In this tale Rodriguez defeats a number of Lord Odo’s samurai, only to then demand that Odo’s tea master and sensei Nobu commit Hari-Kari (ritual suicide) so that he may witness it firsthand. Rodriguez essentially views the Japanese as savages that can be bossed around, and gets his way until one of Nobu’s enraged students challenges him to a duel. Hint: it’s that rabbit samurai on the cover.
One thing that Sakai is always successful with is his visual storytelling, and also his ability to tell perfect tales like this one in a single issue. While there is dialogue it’s not necessary sometimes due to the fluid movement, gestures and facial expressions of characters from panel to panel, one of the touchstones of this series that hearkens back to classic comic book storytelling. There’s an arc to this issue, the heinous Conquistador being given his comeuppance at the expense of Usagi most likely bringing shame to those around him. What’s amazing is how easy it is to jump on with this series, and how it excels in that rare ability of wrapping up a story in a single issue that so few comics manage to do these days. The subtext of the brutal nature of colonialism underscores the narrative of this issue, and combined with the rich art it invites rereading, like all the best comics do.
In many ways Usagi Yojimbo reminds me of a book of Japanese folk tales and legends that my parents had laying around the house I grew up in. It was from the time they lived in Okinawa while my dad was serving in the Air Force during the Vietnam War. I would stare at the pictures constantly, trying to understand what I could from the words but often relying on the images as my narrative companion. Elements of those images and the stories from long ago remain lodged in my memory, and sometimes those elements will rise again while watching Japanese cinema, viewing Japanese art, or even reading manga and Usagi Yojimbo. I’ve read many of the issues of Usagi Yojimbo and can instantly recall the many wonderful stories and story arcs from over the years that sometimes are pure Japanese history told with anthropomorphic characters, sometimes folktales featuring demons and ghosts, and sometimes homages to movies like Seven Samurai and Lone Wolf and Cub. Sometimes it’s hanging out with the Teenage Mutant Ninja Turtles, or battling against the aliens of War of the Worlds like the recent series Senso!

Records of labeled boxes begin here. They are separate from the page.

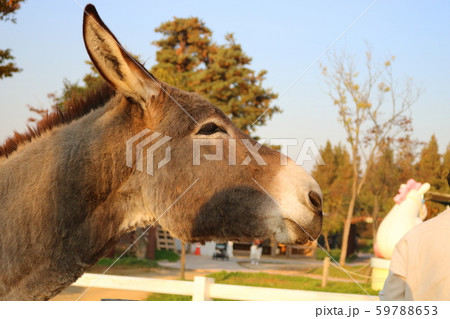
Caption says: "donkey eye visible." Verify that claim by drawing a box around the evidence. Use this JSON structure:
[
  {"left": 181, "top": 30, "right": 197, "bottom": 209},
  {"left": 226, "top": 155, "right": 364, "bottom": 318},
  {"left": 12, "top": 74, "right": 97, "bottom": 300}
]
[{"left": 197, "top": 122, "right": 226, "bottom": 135}]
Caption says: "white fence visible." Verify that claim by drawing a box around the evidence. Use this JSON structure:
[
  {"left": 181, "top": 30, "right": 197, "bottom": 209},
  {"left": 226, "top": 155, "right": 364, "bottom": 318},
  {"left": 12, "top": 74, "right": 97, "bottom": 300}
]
[{"left": 73, "top": 274, "right": 378, "bottom": 301}]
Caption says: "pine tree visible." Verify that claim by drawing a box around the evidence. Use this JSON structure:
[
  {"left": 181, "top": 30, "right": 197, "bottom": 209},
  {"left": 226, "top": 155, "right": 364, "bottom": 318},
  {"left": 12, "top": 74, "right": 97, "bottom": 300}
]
[
  {"left": 152, "top": 18, "right": 280, "bottom": 133},
  {"left": 312, "top": 141, "right": 352, "bottom": 250},
  {"left": 416, "top": 134, "right": 442, "bottom": 191},
  {"left": 0, "top": 0, "right": 23, "bottom": 79}
]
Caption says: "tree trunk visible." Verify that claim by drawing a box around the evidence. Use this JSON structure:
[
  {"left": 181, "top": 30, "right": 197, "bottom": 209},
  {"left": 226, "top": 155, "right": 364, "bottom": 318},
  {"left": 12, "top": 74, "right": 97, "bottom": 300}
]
[
  {"left": 180, "top": 241, "right": 186, "bottom": 280},
  {"left": 339, "top": 166, "right": 358, "bottom": 266},
  {"left": 372, "top": 196, "right": 380, "bottom": 252}
]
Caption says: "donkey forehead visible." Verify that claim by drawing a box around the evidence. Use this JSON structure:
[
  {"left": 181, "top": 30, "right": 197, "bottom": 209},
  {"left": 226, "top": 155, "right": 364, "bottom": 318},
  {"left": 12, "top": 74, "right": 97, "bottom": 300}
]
[{"left": 165, "top": 89, "right": 233, "bottom": 128}]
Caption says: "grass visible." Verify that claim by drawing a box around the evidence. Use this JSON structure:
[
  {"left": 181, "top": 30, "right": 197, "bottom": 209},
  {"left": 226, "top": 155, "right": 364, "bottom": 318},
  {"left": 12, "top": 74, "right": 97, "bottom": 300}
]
[
  {"left": 147, "top": 267, "right": 378, "bottom": 301},
  {"left": 316, "top": 249, "right": 358, "bottom": 262},
  {"left": 208, "top": 271, "right": 378, "bottom": 295},
  {"left": 155, "top": 250, "right": 180, "bottom": 262},
  {"left": 308, "top": 265, "right": 369, "bottom": 280}
]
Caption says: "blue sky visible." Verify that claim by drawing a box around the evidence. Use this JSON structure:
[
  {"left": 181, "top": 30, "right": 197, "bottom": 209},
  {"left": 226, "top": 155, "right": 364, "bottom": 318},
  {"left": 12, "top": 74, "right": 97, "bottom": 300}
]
[{"left": 0, "top": 0, "right": 450, "bottom": 165}]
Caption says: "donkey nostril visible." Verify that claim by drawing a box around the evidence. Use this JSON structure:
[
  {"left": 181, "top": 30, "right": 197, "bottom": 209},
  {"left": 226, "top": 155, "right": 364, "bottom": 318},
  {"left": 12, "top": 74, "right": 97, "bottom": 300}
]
[{"left": 308, "top": 191, "right": 322, "bottom": 212}]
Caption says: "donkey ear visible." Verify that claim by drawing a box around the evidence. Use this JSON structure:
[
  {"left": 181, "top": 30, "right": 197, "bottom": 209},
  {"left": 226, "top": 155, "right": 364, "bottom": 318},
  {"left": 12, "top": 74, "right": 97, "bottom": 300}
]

No matter what, each issue they always feature the creations of Stan Sakai, a man who finds limitless inspiration in his creation from over thirty years ago. I will never stop following the rabbit ronin as he travels along the path of the samurai, as long as new material keeps coming out. It’s truly refreshing to see comic books being made that don’t hang on big gimmicks or any of the other insane hooks that publishers use to try to bring in readers these days. I go in and out of comics series, but once I entered the world of Usagi Yojimbo I’ve never been able to leave.
Thanks to Dark Horse Comics for providing me with a preview so that this review can go up the day that this issue is released. If you haven’t already go out to the store and buy this standalone issue, do so because it’s the perfect jumping-on point!
Batman ’66 #73
(DC Comics – Writer: Lee Allred. Artists: Mike and Laura Allred)
When last I wrote about Batman ’66, I was unaware that Batman ’66 # 73 is the final issue of the digital series. I knew the print series was coming to a close but I had hope for the digital series. It’s with a heavy heart that I write about this final issue.
The Allreds pick up right where they left off. Batman and Robin were headed to the Crook Convention thanks to a tip from the Riddler. Little did they know that Joker, Catwoman, Catwoman and a host of knaves were waiting for the Dynamic Duo. What follows is one of the most bittersweet comics I’ve read in some time.
The Allreds could easily have relied simply on nostalgia to tell this tale, but instead they skillfully take the Batman TV series main title sequence and turn into the series’ grand finale. As Batman and Robin enter through the movie studio’s doors, they notice the walls are green. They punch a few familiar looking goons and then notice the green wall is actually Clayface (who takes the forms of some more familiar green silhouetted goons) and the story moves from there.
Batman ’66 is more than homage to one of the most iconic TV main titles in pop culture history; it’s a madcap love letter to the comics that revel in being just plain fun. It’s 99 cents. Mike, Laura and Lee Allred end the series with a helluva ride. I’m gonna miss this Batman. Hopefully we’ll see him again real soon.